NVP-AUY922 and NVP-BEP800 selectively radiosensitize tumor cell lines but not normal skin fibroblasts

18 Oct 2012, 14:15

15m

Main Hall (Vietri sul Mare)

oral (travel award) Modulation of Radiosensitivity Awardees 1

Speaker

Ms Natalia Niewidok (Department of Radiation Oncology, University Hospital Wuerzburg)

Description

In previous studies we have described the radiosensitizing potential of novel heat shock protein 90 (Hsp90) inhibitors NVP-AUY922 and NVP-BEP800 in normoxic and hypoxic conditions (Stingl et al. 2010, Djuzenova et al. 2012). However, the therapeutic potential of Hsp90 inhibitor as a radiation sensitizer will strongly depend on a selective increase in the radiosensitivity of tumor cells over normal cells. In present study we examined the impact of NVP-AUY922 and NVP-BEP800 on radiation response of two normal fibroblast cell lines HFib1 and HFib2 compared with the two established tumor cell lines (A549 and SNB19). The cell lines tested were treated with Hsp90 inhibitor (200 nM) 1 hour before IR, irradiated in the drug-containing medium and kept thereafter up to 48 h after irradiation. Thirty minutes, 24 h and 48 h after drug-IR treatment cells were plated in Petri dishes for the colony survival assay. Furthermore we determined the expression of Hsp90 and its clients, several survival (Akt, Raf-1, survivin etc.) and cell cycle associated (Cdk1, Cdk4 and pRb) proteins.
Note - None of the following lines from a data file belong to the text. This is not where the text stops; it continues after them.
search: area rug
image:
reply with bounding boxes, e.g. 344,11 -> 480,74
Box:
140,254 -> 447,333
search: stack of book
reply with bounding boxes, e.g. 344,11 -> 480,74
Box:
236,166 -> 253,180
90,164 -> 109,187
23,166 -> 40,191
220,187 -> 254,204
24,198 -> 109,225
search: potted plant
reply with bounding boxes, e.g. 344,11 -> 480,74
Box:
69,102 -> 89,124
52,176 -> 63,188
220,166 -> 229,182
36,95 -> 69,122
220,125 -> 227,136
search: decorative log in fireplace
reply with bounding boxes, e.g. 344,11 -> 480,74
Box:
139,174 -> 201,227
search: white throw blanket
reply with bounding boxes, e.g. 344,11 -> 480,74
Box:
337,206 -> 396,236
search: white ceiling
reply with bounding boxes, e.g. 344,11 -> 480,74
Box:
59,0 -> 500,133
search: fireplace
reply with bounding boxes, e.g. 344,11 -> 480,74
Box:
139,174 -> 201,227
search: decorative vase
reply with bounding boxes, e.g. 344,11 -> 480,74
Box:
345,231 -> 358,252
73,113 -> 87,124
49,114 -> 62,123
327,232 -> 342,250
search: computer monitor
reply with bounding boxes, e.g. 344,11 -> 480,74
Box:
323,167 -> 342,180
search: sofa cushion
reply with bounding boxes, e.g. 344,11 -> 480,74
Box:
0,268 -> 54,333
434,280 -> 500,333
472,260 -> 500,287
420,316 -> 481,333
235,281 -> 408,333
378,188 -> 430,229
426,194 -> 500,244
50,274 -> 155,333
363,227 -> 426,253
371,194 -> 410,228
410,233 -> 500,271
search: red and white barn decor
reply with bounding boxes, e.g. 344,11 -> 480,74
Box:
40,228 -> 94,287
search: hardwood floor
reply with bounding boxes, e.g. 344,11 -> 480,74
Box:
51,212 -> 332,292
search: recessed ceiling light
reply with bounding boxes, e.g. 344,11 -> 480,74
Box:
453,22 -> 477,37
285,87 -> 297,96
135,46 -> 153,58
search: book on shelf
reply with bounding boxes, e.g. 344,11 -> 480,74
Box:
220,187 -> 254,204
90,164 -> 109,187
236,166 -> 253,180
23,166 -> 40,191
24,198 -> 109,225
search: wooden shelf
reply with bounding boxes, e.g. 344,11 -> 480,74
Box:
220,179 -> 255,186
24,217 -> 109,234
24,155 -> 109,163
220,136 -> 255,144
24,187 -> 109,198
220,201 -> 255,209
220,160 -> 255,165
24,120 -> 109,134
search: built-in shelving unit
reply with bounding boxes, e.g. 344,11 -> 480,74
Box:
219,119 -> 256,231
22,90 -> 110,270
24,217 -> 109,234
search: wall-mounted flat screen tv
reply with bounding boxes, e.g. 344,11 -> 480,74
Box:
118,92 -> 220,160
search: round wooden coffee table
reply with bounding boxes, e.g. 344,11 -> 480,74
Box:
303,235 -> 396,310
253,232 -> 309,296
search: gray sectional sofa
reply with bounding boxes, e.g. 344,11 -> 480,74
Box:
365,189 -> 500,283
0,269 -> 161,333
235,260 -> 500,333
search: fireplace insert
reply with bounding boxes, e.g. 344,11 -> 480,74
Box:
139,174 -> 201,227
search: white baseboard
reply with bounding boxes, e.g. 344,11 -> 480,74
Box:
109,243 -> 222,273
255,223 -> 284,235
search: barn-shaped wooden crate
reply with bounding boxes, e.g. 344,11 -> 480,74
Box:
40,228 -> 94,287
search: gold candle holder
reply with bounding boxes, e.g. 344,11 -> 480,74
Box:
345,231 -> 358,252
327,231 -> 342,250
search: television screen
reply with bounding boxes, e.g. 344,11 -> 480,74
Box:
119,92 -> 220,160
Interestingly, we found that Hsp90 inhibitors NVP-AUY922 and NVP-BEP800 did not radiosensitize the both tested fibroblast lines (HFib1 and HFib2) if inhibitors are kept in culture medium for 30 min and 24 h post-IR. An extended exposure (48 h) of irradiated fibroblasts to NVP-AUY922 sensitizes them to radiation, however, to a much lesser extent than that was observed in case of tumor cells. Moreover, the prolonged incubation of normal fibroblasts with the Hsp90 inhibitors did not affect their plating efficiency indicating that Hsp90 inhibitors were not toxic to normal tissue. This conclusion can be supported by the comparison of D10 values 48h post-IR, which decreased after treatment with NVP-AUY922 from 8 to 3.9 Gy for SNB19 cells, whereas in HFib1 and HFib2 from 6.5 to ~5.5 Gy. Further finding of the study is the fact that Hsp90 inhibition and IR up-regulated the expression of Hsp90 and Hsp70, but to much lesser level than that in tumor cell lines A549 and SNB19. The expression of several other marker proteins in normal fibroblasts after combined drug-IR was mostly similar to that in tumor cell lines. To summarize, our data show that the Hsp90 inhibitors NVP-AUY922 and NVP-BEP800 can preferentially radiosensitize tumor cells, while affecting non-malignant cells to a much lesser extent.